Meglio il feedback diretto: fa risparmiare

Diversi anni fa, Sarah Derby dell’Università di Oxford ha pubblicato uno studio sull’efficacia del feedback diretto (la consapevolezza immediata dei consumi) e del feedback indiretto (come la classica bolletta) nel controllo del nostro consumo di energia. A seconda della situazione, ha osservato che il feedback indiretto determinava un risparmio di energia dello 0-10%, mentre il feedback diretto del 5-15%. Nei sistemi nord-americani “paga a consumo”, con un chiaro legame tra consumo e pagamento, il risparmio ammontava al 10-20%.

Quindi, come possiamo avere un feedback diretto?

Innanzitutto, esistono contatori autonomi che si collegano a una normale presa elettrica tra la rete di alimentazione e l’elettrodomestico. Questi dispositivi indicano il consumo energetico dell’elettrodomestico e mostrano il consumo medio giornaliero, settimanale o, in alcuni casi, anche mensile. E’ un buon inizio, soprattutto per determinare se un frigorifero o un altro elettrodomestico che sta diventando vecchio vada sostituito con un nuovo modello di classe energetica A+++. Tuttavia, una volta installato il nuovo frigorifero, il contatore perderà presto la sua utilità.

Un altro svantaggio dei contatori autonomi consiste nel fatto che sono sparpagliati in giro per la casa e il display (o feedback) non sempre è facilmente accessibile. Spesso, per leggere il display all’altezza della presa, appena sopra il pavimento, bisogna eseguire scomode acrobazie; e quando la presa si trova dietro l’elettrodomestico, leggere diventa ancora più difficile…

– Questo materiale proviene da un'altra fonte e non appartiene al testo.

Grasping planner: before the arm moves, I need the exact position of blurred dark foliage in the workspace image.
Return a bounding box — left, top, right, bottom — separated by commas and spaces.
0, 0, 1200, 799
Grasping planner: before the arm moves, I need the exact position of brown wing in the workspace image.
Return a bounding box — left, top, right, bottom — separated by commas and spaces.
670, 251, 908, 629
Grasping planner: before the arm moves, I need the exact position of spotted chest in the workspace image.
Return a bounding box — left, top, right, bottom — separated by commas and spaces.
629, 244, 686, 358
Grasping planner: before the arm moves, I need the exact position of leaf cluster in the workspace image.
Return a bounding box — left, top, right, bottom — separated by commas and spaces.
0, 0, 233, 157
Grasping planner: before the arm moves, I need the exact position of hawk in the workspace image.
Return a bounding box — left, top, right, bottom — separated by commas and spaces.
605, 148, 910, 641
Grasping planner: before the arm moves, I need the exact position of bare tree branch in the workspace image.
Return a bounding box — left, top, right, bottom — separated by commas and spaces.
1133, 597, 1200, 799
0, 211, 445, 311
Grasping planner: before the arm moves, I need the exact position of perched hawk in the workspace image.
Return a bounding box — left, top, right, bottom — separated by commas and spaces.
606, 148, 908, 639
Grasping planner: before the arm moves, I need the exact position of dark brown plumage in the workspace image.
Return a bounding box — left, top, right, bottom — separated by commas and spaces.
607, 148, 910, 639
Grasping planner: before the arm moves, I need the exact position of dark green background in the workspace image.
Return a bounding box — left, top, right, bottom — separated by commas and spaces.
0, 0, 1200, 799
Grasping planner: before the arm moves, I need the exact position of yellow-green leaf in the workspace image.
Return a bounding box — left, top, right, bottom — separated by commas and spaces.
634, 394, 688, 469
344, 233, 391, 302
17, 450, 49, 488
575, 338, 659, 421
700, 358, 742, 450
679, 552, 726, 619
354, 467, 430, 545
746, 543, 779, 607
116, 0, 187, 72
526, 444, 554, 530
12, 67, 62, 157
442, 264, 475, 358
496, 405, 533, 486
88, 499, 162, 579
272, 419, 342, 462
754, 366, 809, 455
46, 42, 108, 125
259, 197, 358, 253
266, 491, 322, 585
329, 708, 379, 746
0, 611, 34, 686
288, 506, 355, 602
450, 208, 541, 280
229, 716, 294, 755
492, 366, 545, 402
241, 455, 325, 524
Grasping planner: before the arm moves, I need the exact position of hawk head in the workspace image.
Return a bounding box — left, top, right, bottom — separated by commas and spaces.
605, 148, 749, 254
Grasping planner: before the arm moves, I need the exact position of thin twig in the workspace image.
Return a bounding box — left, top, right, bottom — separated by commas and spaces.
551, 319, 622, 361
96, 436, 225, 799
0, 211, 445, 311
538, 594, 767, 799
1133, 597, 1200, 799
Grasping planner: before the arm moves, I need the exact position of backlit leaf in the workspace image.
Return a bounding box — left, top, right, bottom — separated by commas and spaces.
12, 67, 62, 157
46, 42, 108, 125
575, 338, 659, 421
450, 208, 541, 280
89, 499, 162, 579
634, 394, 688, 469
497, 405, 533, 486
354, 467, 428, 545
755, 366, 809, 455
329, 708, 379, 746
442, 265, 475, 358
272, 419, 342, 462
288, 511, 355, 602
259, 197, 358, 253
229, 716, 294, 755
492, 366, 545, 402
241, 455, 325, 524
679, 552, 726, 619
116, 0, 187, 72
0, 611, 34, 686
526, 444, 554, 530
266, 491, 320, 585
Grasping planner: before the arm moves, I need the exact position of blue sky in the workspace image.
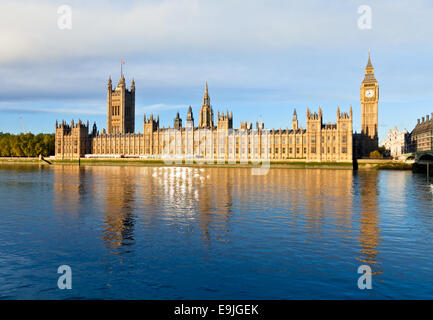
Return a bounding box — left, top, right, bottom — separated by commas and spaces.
0, 0, 433, 140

Integrare le moderne tecnologie

Oggi, la maggior parte dei Sistemi Integrati di Controllo della Casa (IHS – Integrated Home Systems ) offre diversi modi per mappare il consumo di energia. Spesso, si possono vedere i dati su un touch screen in una posizione centrale nella casa. Questi schermi possono anche ospitare altre funzioni domotiche; non solo informano sull’attuale consumo di energia, ma forniscono anche il consumo energetico dell’ultima settimana, mese e persino dell’ultimo anno. Nella maggior parte dei casi, consentono anche di monitorare il livello di produzione di energia dei pannelli fotovoltaici, se installati. Molti produttori permettono anche all’utente di visualizzare il consumo energetico in termini di costo in euro, anziché in kWh o m³, numeri meno “immediati” per la maggioranza delle persone. In questo modo, puoi vedere immediatamente quanto costa utilizzare determinati elettrodomestici in diverse ore del giorno (tariffe per fasce orarie) o quanto risparmi abbassando il riscaldamento anche di un solo grado.

Se preferisci non avere un touch screen attaccato al muro, anche uno smartphone, un tablet o un computer possono tenerti informato mediante feedback diretto sul consumo energetico di casa, ovunque e in qualsiasi momento.